New CIMSS Tornado Model to simulate damages and losses
Preparation, plain and simple, is the key to getting through severe weather events. Knowing what to do and when can make the difference in minimizing, and even preventing, property damage and fatalities. For emergency managers that means engaging in tabletop or full-scale exercises to test their responses and ensure that they are ready to handle any weather situation.
Until recently, though, something had been missing: easy access to a publicly available tornado model.
“For some hazards geospatial modeling tools are available to model the hazard magnitude and location. There are even fewer models that can use the hazard information to calculate the potential damages and losses from those events. A publicly available tornado model that creates a tornado path does not exist, nor is there a model that can estimate the losses from a tornado event,” said Shane Hubbard, a scientist with the Cooperative Institute for Meteorological Satellite Studies.
For emergency managers, modeling potential damage is a critical component of testing their ability to respond effectively in the event of a real tornado – thinking about what resources to send, as well as where and when to send them.
Hubbard, with help from CIMSS programmer Tommy Jasmin, has changed the modeling landscape by producing the Tornado Model, which has been delivered and will be included in the Department of Homeland Security’s (DHS) Standard Unified Modeling, Mapping, and Integration Toolkit (SUMMIT).
Four years ago Sandia National Laboratories contacted Hubbard seeking outside expertise in modeling tornadoes, floods, and dam breeches. Sandia was supporting the Federal Emergency Management Agency (FEMA) and the DHS in developing national-level exercises to simulate large-scale events. Such simulations allow the departments to evaluate their preparedness.
After helping Sandia on an ad hoc basis with modeling a variety of tornado scenarios, Hubbard offered to create a tornado model that could be customized by the user. Not long after Hubbard arrived at CIMSS in 2013, Sandia had secured funding through DHS, specifically through the Resilient Systems Division of the DHS Science and Technology Directorate, to begin developing that model.
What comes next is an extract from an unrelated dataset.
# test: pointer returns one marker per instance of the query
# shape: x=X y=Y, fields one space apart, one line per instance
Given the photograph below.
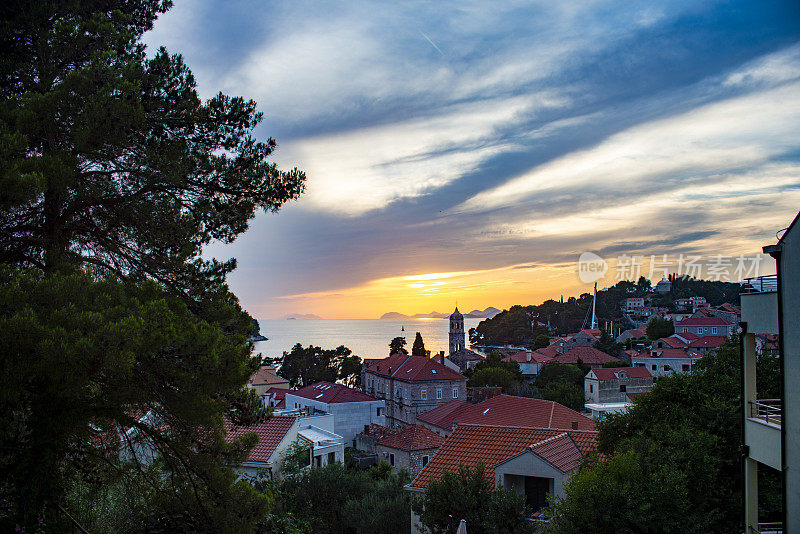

“With this model, the goal is to allow communities to create plans and prepare for tornadoes,” said Hubbard.
Initially, Hubbard was writing the code to run the model, but soon enlisted Jasmin because of his programming experience.
“The SUMMIT modeling architecture required that the model be developed leveraging libraries that were new to the (Space Science and Engineering) Center. Given Tommy’s background in GIS and Java and some of these key concepts that are really important for this software, I quickly identified him as a person who would have the background to learn and implement this new library,” said Hubbard.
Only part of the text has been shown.